Before I jumped into this rabbit hole, I wouldn’t have thought that onset detection would be so deviously tricky! I just wanted to generate ADSR envelopes from the multichannel guitar signal. Simple, right? It looked easy, until I actually tried to implement it. But now I think I have something that works really well. IMO, the real acid test for true onset detection and ADSR is when you can transform very fast legato with hammer-ons, pull-offs, etc., into staccato, much like a banjo. I emphasized true because I am aware that many implementations simply fake it by treating whole legato runs from start to finish as one single note-on, note-off. Such implementations use glorified transient detectors, instead of a true onset detector. If you know anything that can reliably do this in pure DSP (no additional hardware, and in real-time), I’d love to know!

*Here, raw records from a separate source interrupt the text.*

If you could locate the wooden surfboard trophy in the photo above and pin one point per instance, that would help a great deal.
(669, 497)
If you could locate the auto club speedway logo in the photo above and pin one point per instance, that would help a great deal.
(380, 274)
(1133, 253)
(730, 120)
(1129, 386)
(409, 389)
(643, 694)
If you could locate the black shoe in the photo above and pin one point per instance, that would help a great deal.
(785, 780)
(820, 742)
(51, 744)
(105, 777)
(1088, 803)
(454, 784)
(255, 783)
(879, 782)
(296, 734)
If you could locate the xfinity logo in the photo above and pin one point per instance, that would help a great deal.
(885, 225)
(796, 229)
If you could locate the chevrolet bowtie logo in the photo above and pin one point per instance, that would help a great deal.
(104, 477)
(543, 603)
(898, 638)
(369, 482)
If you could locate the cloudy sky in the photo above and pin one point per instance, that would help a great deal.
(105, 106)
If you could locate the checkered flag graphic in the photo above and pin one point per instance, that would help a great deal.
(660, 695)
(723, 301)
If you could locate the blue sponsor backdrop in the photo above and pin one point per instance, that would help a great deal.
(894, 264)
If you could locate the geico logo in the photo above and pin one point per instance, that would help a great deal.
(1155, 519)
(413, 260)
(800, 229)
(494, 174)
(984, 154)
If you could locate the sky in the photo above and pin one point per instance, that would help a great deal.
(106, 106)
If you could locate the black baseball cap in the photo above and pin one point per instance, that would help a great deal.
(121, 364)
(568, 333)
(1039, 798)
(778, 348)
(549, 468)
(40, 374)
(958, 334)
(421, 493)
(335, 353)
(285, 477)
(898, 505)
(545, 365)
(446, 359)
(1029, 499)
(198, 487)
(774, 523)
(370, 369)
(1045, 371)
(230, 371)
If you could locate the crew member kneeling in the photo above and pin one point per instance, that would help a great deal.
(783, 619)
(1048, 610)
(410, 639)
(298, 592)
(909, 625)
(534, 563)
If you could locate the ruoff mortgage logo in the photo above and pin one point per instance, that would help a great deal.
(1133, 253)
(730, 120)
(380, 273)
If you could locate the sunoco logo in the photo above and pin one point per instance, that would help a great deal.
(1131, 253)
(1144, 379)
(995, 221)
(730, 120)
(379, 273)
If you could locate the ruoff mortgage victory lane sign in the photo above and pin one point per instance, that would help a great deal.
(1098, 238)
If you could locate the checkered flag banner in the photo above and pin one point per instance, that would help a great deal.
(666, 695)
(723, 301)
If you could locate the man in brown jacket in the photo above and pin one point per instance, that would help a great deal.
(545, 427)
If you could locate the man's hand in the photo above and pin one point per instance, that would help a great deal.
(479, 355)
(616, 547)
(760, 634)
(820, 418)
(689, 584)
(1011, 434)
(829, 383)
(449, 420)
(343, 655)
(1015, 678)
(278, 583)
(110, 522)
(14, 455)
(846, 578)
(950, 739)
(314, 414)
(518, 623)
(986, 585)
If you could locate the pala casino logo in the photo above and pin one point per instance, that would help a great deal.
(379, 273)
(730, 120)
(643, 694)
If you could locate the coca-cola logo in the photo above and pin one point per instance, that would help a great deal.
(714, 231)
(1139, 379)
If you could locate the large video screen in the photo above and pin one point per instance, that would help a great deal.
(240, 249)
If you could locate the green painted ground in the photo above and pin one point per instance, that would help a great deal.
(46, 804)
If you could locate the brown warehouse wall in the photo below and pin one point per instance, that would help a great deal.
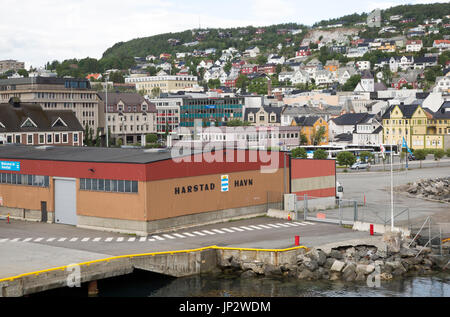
(164, 203)
(129, 206)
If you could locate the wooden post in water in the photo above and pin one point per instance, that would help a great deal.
(92, 288)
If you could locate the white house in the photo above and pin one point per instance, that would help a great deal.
(363, 65)
(252, 51)
(414, 45)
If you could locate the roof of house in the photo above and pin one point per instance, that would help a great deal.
(306, 121)
(13, 118)
(350, 118)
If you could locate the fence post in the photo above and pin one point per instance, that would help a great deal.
(305, 206)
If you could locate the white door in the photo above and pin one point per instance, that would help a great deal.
(65, 201)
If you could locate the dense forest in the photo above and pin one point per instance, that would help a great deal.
(122, 55)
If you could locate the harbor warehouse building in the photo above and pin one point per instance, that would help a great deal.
(145, 191)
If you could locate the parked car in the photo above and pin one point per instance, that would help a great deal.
(360, 165)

I know… I really meant to share the code when I posted about it the first time: Onset Detection. But in the end, I decided to minimize exposure of such intellectual properties, which lead me to Rethink Open Source. My apologies if I disappointed anyone. It was a pragmatic move.
That being said, please take note though that I will still share my insights on my DSP Adventures, both successes and failures, in a narrative form. I’ll still share as much as I can, reasonably, as long as my intellectual properties are protected. More importantly, if there’s sufficient interest, I can package the code as reusable binaries that people can license in SDK form. I can make the binaries available for evaluation, and I can share proofs, along with my thoughts, on the validity of the algorithms.
And so, the onsets… How does it work? I have a transform (called HS-Detector) that converts audio to something that you can use to easily identify onsets. Without revealing my secrets, and the actual implementation, let me just say that HS stands for Harmonic Shifts. In other words, this transform detects harmonic shifts in the waveform. I suspect that alone is enough hint for the smart DSP folks reading this.
The waveform below shows the HS-Detector in action. This is the same hammer-on-pull-of lick I presented in the original article:
Download link: hammer-pull.wav
Below, you can see the original audio in the first waveform and the HS-Detector result in the second:
Zooming closer, you can see the clean edges where the onsets happen:
Here’s another one. This one involves right-hand tapping with left-hand hammer-ons and pull-offs:
Download link: Tapping D.wav
Here’s the audio (first waveform) followed by the HS-Detector result (second waveform):
Again, zooming closer, you can see the clean edges where the onsets happen:
Aside: Isn’t it amazing that the human eye can detect the note-shifts by just looking at the waveform? We are excellent at pattern recognition.
Let’s zoom into the tricky parts. The second note onset in the waveform below involves very slight shifts, almost no amplitude jump. This happens when you release the right hand without doing a pull-off, while the string is still sustaining. Essentially, the frequency of the sustaining string is modulated.
The note transition on this one is even more subtle, yet it’s still detected:
And how about this one! The human eye can still catch the transition if you look very carefully. The HS-Detector still detects the onset effortlessly, and with flying colors.
Finally, and if you haven’t noticed yet, the HS-Detector is also able to detect vibrato. Now I can really bet that this is already a giveaway for the smart DSP folks reading this :-). Can you make a guess what DSP I am doing to make this happen?
Looks good? Are you convinced yet, without seeing the code?